Она села на предложенный стул и заговорила сначала дрожащим, но постепенно выравнивающимся голосом:
– Евгений Николаевич, я работаю в столовой. Там мне очень тяжело. Я не привыкла носить тяжести, а приходится. И вообще, у меня высшее образование, я учитель английского языка. Может быть, я могу вам чем-то помочь? Я готова для вас на всё.
На этих словах девушка запнулась и, как бы поправляясь, тихо произнесла:
– Ну, на любую работу согласна, даже горничной, чтобы только не в столовой.
Евгений Николаевич подумал, во-первых, что сидящая перед ним пусть не красавица, но весьма миловидная девушка может сейчас расплакаться, и, во-вторых, её фраза «готова для вас на всё» прозвучала для него, человека, лишённого женской ласки, очень даже недвусмысленно. Однако эту последнюю мысль он тут же отогнал от себя. Слишком много женщин в Баренцбурге засматриваются на одинокую здесь личность, чтобы откликаться на их призывы. Прослывёшь Дон Жуаном, и перед женой никогда не оправдаешься. Хватит того, что на их отношения с Настенькой все смотрят намекающими взглядами. Ему хорошо было понятно, что о них могли говорить за спиной, да ведь рты никому не закроешь. Пусть говорят и думают, но хотя бы об одной Настеньке.
Подумав немного, Евгений Николаевич сказал:
– Вас как зовут?
– Надя.
– Вы с семьёй здесь?
– Ну, конечно. Мой муж инженер-электрик. А то, как бы меня сюда взяли? И с нами сын Тарасик. Но он уже большой. Ему скоро девять лет будет. Он тут в школу пошёл во второй класс.
– Понятно. Я сейчас познакомлю вас с Настасьей Алексеевной. Она моя переводчица, но недавно мы приказом оформили в Баренцбурге туристическое бюро и её назначили заведующей. Так что нужно с нею согласовать для начала.
Сняв трубку внутренней связи, набрал номер и попросил:
– Настасья Алексеевна, зайдите, пожалуйста.
В официальных разговорах Евгений Николаевич всегда обращался к Насте по имени и отчеству. Она хорошо это понимала и не обижалась.

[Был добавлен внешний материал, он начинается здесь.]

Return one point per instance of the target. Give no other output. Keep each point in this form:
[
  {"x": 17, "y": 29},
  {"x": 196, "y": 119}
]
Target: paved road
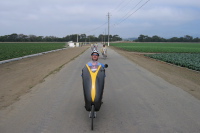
[{"x": 135, "y": 101}]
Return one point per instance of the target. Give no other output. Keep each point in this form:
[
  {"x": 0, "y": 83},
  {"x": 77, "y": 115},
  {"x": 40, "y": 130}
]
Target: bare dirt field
[{"x": 18, "y": 77}]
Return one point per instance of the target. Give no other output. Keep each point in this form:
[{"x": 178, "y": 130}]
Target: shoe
[{"x": 90, "y": 114}]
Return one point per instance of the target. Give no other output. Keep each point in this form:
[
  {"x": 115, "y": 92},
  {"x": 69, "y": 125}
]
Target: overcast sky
[{"x": 128, "y": 18}]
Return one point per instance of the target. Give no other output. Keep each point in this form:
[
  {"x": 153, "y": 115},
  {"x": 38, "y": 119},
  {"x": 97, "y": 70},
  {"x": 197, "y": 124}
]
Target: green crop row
[
  {"x": 160, "y": 47},
  {"x": 189, "y": 60},
  {"x": 14, "y": 50},
  {"x": 181, "y": 54}
]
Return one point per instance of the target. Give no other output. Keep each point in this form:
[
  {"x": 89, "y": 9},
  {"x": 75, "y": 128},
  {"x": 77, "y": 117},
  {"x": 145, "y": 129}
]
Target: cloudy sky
[{"x": 128, "y": 18}]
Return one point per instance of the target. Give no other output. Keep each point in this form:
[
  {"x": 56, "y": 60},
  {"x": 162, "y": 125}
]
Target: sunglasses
[{"x": 96, "y": 54}]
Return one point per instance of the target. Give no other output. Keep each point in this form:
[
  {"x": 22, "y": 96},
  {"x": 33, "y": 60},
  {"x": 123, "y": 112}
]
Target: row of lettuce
[
  {"x": 180, "y": 54},
  {"x": 14, "y": 50}
]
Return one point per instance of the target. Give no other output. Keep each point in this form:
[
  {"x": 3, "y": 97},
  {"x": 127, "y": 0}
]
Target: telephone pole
[{"x": 108, "y": 26}]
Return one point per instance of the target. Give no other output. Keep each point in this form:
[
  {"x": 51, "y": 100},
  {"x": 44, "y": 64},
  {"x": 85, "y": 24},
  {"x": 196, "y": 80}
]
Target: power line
[
  {"x": 96, "y": 28},
  {"x": 124, "y": 18}
]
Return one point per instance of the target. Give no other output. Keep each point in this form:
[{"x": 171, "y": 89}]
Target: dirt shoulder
[{"x": 18, "y": 77}]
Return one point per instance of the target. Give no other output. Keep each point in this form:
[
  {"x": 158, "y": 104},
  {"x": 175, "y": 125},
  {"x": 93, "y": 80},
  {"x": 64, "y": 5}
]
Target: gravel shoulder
[{"x": 19, "y": 77}]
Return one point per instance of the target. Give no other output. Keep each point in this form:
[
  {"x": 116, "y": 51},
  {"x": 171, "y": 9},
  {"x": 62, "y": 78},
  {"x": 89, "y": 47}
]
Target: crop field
[
  {"x": 14, "y": 50},
  {"x": 181, "y": 54},
  {"x": 160, "y": 47}
]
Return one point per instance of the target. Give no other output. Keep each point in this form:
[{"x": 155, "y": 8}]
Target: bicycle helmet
[{"x": 95, "y": 51}]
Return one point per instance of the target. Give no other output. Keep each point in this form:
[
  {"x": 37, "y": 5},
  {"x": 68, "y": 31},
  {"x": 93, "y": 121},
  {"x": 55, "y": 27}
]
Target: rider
[
  {"x": 104, "y": 50},
  {"x": 94, "y": 63}
]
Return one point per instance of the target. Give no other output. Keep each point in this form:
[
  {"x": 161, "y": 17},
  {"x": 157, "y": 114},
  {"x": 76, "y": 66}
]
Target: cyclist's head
[
  {"x": 95, "y": 52},
  {"x": 95, "y": 55}
]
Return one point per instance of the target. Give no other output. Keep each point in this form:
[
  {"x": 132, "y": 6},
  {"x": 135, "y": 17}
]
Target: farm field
[
  {"x": 14, "y": 50},
  {"x": 181, "y": 54}
]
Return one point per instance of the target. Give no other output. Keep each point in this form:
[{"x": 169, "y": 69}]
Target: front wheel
[{"x": 92, "y": 116}]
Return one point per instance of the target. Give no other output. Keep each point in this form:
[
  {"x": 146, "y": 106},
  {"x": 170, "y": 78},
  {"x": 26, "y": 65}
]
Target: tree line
[
  {"x": 186, "y": 38},
  {"x": 74, "y": 37}
]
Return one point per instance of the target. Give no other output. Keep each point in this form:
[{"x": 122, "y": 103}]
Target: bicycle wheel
[{"x": 92, "y": 116}]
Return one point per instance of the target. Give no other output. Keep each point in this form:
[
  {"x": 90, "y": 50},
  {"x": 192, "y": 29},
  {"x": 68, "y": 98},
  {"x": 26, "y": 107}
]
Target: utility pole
[{"x": 108, "y": 26}]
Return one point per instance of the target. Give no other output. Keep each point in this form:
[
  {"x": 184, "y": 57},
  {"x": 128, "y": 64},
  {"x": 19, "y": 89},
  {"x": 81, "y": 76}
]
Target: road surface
[{"x": 135, "y": 101}]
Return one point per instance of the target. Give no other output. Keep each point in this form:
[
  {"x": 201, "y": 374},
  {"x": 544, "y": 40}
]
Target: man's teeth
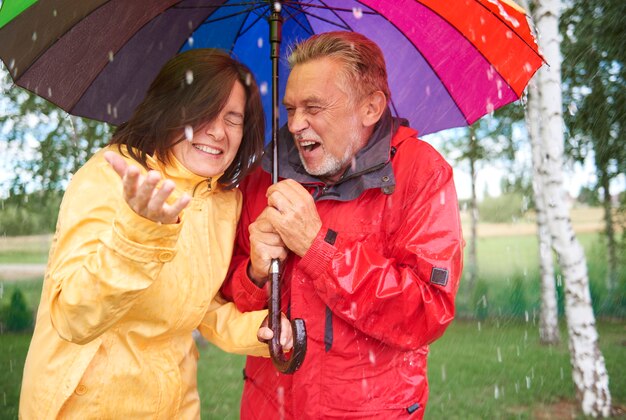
[{"x": 207, "y": 149}]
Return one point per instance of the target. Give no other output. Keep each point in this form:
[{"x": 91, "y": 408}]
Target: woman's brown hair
[{"x": 190, "y": 90}]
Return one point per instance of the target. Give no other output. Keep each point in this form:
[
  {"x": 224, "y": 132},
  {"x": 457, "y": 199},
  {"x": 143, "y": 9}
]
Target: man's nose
[{"x": 298, "y": 121}]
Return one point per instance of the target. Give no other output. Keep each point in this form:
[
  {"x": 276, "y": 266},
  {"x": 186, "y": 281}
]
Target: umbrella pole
[{"x": 281, "y": 362}]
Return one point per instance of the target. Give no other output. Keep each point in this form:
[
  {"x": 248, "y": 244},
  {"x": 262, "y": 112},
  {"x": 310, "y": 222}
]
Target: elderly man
[{"x": 366, "y": 220}]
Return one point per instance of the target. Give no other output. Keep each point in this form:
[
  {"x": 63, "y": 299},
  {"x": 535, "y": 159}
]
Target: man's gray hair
[{"x": 364, "y": 70}]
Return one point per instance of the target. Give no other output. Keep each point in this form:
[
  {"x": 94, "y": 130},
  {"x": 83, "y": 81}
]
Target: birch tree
[
  {"x": 588, "y": 367},
  {"x": 548, "y": 315}
]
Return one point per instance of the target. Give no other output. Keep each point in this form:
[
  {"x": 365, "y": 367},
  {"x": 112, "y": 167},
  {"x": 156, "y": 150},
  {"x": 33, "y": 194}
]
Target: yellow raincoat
[{"x": 121, "y": 297}]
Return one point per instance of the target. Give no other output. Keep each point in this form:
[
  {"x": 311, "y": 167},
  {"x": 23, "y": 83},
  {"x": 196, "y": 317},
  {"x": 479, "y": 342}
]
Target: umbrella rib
[
  {"x": 241, "y": 32},
  {"x": 304, "y": 12},
  {"x": 340, "y": 9},
  {"x": 452, "y": 98},
  {"x": 252, "y": 9},
  {"x": 513, "y": 30},
  {"x": 307, "y": 30}
]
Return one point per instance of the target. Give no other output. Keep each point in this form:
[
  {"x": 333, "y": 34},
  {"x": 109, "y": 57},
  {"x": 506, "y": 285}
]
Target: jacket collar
[{"x": 371, "y": 169}]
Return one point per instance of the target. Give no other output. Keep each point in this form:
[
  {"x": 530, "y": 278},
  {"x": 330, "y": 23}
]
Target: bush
[
  {"x": 517, "y": 298},
  {"x": 503, "y": 209},
  {"x": 16, "y": 316}
]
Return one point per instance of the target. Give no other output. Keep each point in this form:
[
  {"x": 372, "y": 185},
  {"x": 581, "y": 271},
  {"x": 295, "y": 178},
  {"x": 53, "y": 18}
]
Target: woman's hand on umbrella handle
[
  {"x": 142, "y": 194},
  {"x": 265, "y": 333}
]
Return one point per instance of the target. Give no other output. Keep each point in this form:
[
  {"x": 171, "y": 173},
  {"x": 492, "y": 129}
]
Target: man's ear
[{"x": 373, "y": 107}]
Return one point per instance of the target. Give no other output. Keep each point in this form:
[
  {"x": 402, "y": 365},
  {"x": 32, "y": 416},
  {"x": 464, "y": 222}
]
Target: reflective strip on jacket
[
  {"x": 372, "y": 298},
  {"x": 122, "y": 296}
]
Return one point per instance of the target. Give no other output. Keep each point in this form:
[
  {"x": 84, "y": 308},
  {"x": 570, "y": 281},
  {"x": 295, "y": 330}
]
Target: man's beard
[{"x": 330, "y": 165}]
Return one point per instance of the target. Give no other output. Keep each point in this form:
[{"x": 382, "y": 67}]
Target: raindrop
[
  {"x": 189, "y": 132},
  {"x": 490, "y": 73},
  {"x": 372, "y": 357},
  {"x": 489, "y": 108},
  {"x": 572, "y": 108},
  {"x": 353, "y": 310}
]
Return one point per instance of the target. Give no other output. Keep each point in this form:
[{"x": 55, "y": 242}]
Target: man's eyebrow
[{"x": 308, "y": 101}]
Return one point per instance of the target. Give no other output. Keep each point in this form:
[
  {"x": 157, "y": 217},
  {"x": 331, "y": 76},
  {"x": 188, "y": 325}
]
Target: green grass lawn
[{"x": 492, "y": 370}]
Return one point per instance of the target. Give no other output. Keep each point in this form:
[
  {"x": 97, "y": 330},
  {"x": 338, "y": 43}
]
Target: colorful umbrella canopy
[{"x": 449, "y": 62}]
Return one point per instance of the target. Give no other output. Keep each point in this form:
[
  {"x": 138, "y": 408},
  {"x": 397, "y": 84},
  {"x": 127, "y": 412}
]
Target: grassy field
[{"x": 490, "y": 369}]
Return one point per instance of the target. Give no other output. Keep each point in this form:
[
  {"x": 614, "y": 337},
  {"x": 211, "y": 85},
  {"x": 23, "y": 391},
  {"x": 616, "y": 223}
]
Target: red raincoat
[{"x": 376, "y": 287}]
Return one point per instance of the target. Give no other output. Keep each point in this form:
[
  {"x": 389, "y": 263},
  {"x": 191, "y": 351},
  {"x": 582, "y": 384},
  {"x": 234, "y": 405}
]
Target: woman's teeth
[{"x": 207, "y": 149}]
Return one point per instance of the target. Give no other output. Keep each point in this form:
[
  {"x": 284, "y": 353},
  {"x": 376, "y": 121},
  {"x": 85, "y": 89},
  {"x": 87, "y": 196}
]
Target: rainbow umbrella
[{"x": 449, "y": 61}]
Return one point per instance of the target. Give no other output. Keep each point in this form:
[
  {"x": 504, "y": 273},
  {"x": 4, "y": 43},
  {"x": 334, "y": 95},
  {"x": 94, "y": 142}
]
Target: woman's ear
[{"x": 373, "y": 107}]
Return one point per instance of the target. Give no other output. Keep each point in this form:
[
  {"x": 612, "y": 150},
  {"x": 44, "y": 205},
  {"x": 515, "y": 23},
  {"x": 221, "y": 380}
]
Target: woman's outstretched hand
[{"x": 143, "y": 196}]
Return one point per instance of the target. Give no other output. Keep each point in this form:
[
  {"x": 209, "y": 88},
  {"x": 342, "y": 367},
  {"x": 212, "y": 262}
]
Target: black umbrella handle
[{"x": 282, "y": 363}]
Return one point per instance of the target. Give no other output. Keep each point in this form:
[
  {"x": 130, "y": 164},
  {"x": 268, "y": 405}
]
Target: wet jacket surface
[
  {"x": 121, "y": 297},
  {"x": 376, "y": 287}
]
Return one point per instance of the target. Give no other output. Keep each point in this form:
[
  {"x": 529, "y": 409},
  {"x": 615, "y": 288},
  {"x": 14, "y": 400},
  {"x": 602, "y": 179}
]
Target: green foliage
[
  {"x": 518, "y": 306},
  {"x": 42, "y": 146},
  {"x": 505, "y": 208},
  {"x": 17, "y": 317},
  {"x": 28, "y": 214},
  {"x": 480, "y": 300}
]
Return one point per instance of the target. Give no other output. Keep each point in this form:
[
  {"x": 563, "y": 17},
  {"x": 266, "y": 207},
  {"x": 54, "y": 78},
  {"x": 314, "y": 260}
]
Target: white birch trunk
[
  {"x": 588, "y": 367},
  {"x": 548, "y": 317}
]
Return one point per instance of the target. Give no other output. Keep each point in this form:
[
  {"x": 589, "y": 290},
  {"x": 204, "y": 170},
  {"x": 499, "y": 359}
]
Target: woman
[{"x": 136, "y": 262}]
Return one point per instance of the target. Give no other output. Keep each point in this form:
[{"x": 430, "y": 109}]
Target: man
[{"x": 366, "y": 220}]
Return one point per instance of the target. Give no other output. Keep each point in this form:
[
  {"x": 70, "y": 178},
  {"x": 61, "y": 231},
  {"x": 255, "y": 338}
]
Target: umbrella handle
[{"x": 282, "y": 363}]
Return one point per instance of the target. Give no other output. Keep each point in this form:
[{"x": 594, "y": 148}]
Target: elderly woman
[{"x": 143, "y": 242}]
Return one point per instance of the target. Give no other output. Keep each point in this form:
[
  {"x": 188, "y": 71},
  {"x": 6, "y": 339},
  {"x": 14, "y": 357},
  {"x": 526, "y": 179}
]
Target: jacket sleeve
[
  {"x": 238, "y": 287},
  {"x": 233, "y": 331},
  {"x": 404, "y": 295},
  {"x": 103, "y": 256}
]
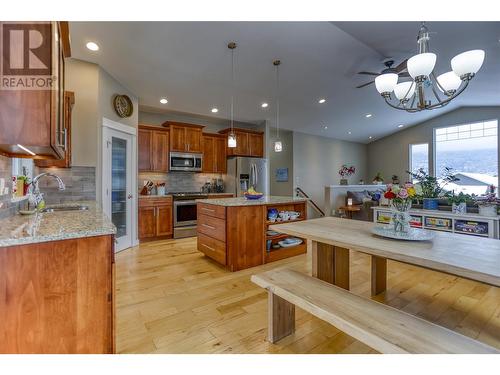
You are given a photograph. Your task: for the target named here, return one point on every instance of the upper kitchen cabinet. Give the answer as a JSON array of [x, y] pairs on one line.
[[32, 94], [69, 102], [153, 146], [214, 153], [248, 143], [184, 137]]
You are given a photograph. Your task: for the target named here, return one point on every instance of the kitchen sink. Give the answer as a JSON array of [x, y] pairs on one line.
[[76, 207]]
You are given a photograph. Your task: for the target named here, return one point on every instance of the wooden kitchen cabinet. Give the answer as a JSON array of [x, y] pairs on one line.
[[57, 297], [153, 149], [35, 118], [214, 153], [184, 137], [248, 143], [225, 235], [147, 222], [155, 217], [69, 102]]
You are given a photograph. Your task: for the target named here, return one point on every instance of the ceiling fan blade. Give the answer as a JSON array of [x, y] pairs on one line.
[[401, 66], [369, 73], [366, 84]]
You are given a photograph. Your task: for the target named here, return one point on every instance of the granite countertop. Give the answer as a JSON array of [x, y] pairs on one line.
[[242, 201], [54, 226]]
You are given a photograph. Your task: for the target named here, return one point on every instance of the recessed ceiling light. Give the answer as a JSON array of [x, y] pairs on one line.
[[92, 46]]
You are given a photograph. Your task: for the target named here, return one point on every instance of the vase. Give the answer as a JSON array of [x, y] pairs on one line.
[[400, 217], [431, 203], [488, 210], [459, 208]]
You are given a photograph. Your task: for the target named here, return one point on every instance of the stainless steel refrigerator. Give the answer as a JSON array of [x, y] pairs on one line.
[[244, 172]]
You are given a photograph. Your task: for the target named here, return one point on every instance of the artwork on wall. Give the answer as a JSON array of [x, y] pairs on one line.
[[281, 174]]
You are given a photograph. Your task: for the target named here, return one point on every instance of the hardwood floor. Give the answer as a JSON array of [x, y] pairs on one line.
[[172, 299]]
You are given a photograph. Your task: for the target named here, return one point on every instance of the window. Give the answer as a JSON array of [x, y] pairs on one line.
[[471, 150], [419, 157]]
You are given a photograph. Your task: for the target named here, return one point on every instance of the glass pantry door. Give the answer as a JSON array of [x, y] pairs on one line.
[[118, 182]]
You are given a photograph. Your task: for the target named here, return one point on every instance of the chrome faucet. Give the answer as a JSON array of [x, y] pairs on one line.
[[35, 196]]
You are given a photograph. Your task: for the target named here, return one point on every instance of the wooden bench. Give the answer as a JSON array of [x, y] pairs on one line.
[[381, 327]]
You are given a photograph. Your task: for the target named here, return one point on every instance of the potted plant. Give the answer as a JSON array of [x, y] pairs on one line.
[[459, 202], [400, 199], [487, 204], [378, 179], [345, 172], [431, 187]]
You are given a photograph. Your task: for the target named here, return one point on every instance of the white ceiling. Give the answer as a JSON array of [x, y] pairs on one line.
[[189, 63]]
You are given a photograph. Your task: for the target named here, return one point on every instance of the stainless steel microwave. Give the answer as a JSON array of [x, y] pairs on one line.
[[185, 162]]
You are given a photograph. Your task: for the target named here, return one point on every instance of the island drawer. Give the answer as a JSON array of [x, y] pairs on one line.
[[212, 226], [212, 248], [212, 210]]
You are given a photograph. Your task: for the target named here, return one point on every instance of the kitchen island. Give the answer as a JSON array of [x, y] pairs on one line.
[[56, 282], [234, 231]]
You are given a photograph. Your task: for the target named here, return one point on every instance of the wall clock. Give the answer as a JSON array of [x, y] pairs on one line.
[[123, 105]]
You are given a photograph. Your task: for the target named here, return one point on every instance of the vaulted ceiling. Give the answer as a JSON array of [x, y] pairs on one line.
[[189, 64]]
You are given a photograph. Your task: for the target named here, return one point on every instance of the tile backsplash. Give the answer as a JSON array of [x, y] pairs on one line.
[[179, 181], [6, 207]]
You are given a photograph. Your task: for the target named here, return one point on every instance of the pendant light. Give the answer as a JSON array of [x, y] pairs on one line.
[[231, 138], [278, 146]]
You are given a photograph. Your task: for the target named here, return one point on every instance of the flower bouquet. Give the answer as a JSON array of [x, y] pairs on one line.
[[400, 198], [345, 172]]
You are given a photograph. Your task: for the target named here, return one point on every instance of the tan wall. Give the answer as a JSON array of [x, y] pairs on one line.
[[94, 90], [316, 161], [283, 159], [390, 155]]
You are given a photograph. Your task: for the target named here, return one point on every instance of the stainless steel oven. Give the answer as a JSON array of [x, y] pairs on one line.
[[185, 214], [185, 162]]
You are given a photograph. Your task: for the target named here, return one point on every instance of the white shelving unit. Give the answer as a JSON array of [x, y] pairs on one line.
[[468, 224]]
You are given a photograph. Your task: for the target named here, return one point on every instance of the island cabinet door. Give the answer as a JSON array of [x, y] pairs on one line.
[[245, 237]]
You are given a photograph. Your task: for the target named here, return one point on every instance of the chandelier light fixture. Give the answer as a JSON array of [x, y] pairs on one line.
[[231, 138], [426, 91], [278, 146]]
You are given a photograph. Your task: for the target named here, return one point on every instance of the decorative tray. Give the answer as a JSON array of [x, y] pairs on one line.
[[413, 234], [290, 242]]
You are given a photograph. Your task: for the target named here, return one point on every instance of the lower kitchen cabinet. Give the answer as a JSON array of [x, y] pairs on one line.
[[155, 217], [57, 297]]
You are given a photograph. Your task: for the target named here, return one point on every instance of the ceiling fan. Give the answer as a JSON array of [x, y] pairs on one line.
[[399, 70]]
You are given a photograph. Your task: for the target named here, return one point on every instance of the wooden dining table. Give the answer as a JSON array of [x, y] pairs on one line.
[[467, 256]]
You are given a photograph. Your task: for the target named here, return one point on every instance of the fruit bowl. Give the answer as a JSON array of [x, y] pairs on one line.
[[253, 196]]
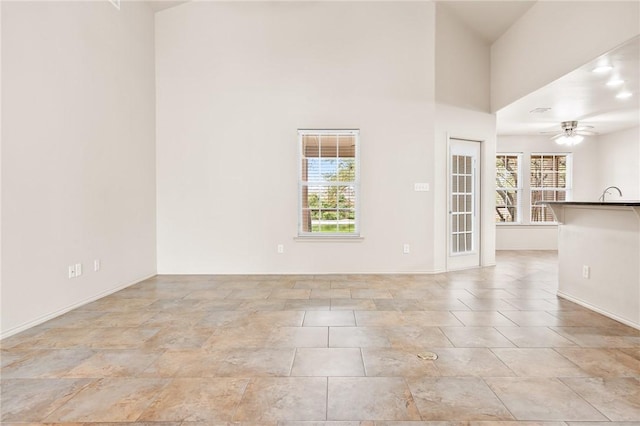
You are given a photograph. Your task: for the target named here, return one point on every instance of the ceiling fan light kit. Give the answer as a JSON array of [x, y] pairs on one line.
[[570, 134]]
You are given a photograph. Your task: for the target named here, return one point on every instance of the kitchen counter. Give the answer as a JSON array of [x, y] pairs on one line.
[[599, 256]]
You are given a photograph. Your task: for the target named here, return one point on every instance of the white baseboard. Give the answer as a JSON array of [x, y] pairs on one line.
[[52, 315], [599, 310]]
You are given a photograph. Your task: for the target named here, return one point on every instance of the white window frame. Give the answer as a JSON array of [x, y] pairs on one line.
[[356, 184], [567, 190], [519, 189]]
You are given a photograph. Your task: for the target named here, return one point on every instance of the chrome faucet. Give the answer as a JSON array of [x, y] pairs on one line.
[[606, 191]]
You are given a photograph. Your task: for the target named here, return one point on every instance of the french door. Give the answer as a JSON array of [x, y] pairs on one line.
[[464, 204]]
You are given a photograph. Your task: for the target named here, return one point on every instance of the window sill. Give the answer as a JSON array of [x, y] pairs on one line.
[[525, 225], [329, 238]]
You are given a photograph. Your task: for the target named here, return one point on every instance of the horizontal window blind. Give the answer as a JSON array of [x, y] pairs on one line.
[[328, 182]]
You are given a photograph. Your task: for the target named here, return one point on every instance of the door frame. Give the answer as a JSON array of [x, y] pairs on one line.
[[479, 203]]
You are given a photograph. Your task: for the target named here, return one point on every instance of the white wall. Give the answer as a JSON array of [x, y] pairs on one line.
[[464, 124], [554, 38], [585, 188], [619, 163], [234, 83], [462, 64], [78, 177]]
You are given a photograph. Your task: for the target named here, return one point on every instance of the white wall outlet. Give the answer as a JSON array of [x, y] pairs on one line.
[[421, 187]]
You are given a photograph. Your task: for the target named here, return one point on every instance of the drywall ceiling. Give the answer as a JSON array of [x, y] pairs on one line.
[[582, 95], [489, 19], [158, 5]]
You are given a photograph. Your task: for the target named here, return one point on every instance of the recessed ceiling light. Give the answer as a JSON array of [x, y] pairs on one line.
[[539, 110], [615, 82], [603, 68]]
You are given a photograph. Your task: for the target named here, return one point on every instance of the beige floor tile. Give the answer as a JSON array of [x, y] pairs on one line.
[[25, 400], [416, 337], [391, 362], [380, 398], [179, 338], [284, 398], [196, 400], [370, 293], [476, 337], [353, 304], [194, 335], [600, 337], [456, 398], [175, 320], [489, 305], [260, 362], [49, 363], [208, 294], [358, 337], [585, 318], [298, 337], [600, 362], [334, 362], [399, 305], [290, 293], [114, 363], [121, 337], [187, 363], [532, 318], [538, 362], [333, 293], [250, 293], [470, 362], [483, 318], [329, 319], [262, 305], [542, 399], [313, 284], [307, 305], [617, 398], [112, 399], [411, 318], [443, 305], [534, 337]]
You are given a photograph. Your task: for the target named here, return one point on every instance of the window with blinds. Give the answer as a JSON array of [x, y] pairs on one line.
[[328, 182], [508, 188], [550, 181]]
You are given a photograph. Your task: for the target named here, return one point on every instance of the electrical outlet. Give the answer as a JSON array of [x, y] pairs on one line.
[[421, 187]]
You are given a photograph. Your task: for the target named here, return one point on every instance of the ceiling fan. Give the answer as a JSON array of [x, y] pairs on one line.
[[571, 133]]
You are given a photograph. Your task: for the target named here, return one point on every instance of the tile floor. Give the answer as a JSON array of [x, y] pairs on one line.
[[340, 348]]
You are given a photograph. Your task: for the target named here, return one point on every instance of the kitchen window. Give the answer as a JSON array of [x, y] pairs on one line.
[[508, 188], [550, 180], [329, 183]]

– Настасья Алексеевна, – сказал Евгений Николаевич, приглашая жестом Настеньку сесть напротив гостьи, – к нам пришла Надежда… Извините, как по отчеству? – спросил он Надю.
– Тарасовна, – поспешила ответить девушка и добавила: – Тарасика в честь его деда назвали.
– Ну, это ясно, – усмехнулся Евгений Николаевич. – Так вот Надежда Тарасовна по профессии учитель английского языка, а сейчас работает в столовой. Я вот что подумал. У нас на днях уезжает комендант гостиницы в связи с окончанием договора. Не попросить ли нам генерального директора, к счастью он сейчас в Баренцбурге, взять комендантом Надежду Тарасовну? Она нам очень пригодится со своим знанием английского языка.
Настенька внимательно посмотрела на Надежду и, не скрывая радости, сказала:
– Вы, как всегда, мудры, Евгений Николаевич. Мне кажется, это замечательный вариант. Только я бы хотела, чтобы работу коменданта Надежда Тарасовна совместила с работой переводчика, то есть, чтобы в весеннее и летнее время, когда у нас будет много туристических групп, она бы водила экскурсии. Я, правда, готовлю себе общественных помощников, но профессионал, несомненно, лучше.
Лицо Надежды буквально засветилось счастьем:
– Конечно, я всё буду делать с удовольствием. Я ведь для этого училась. Но я не знаю, что рассказывать.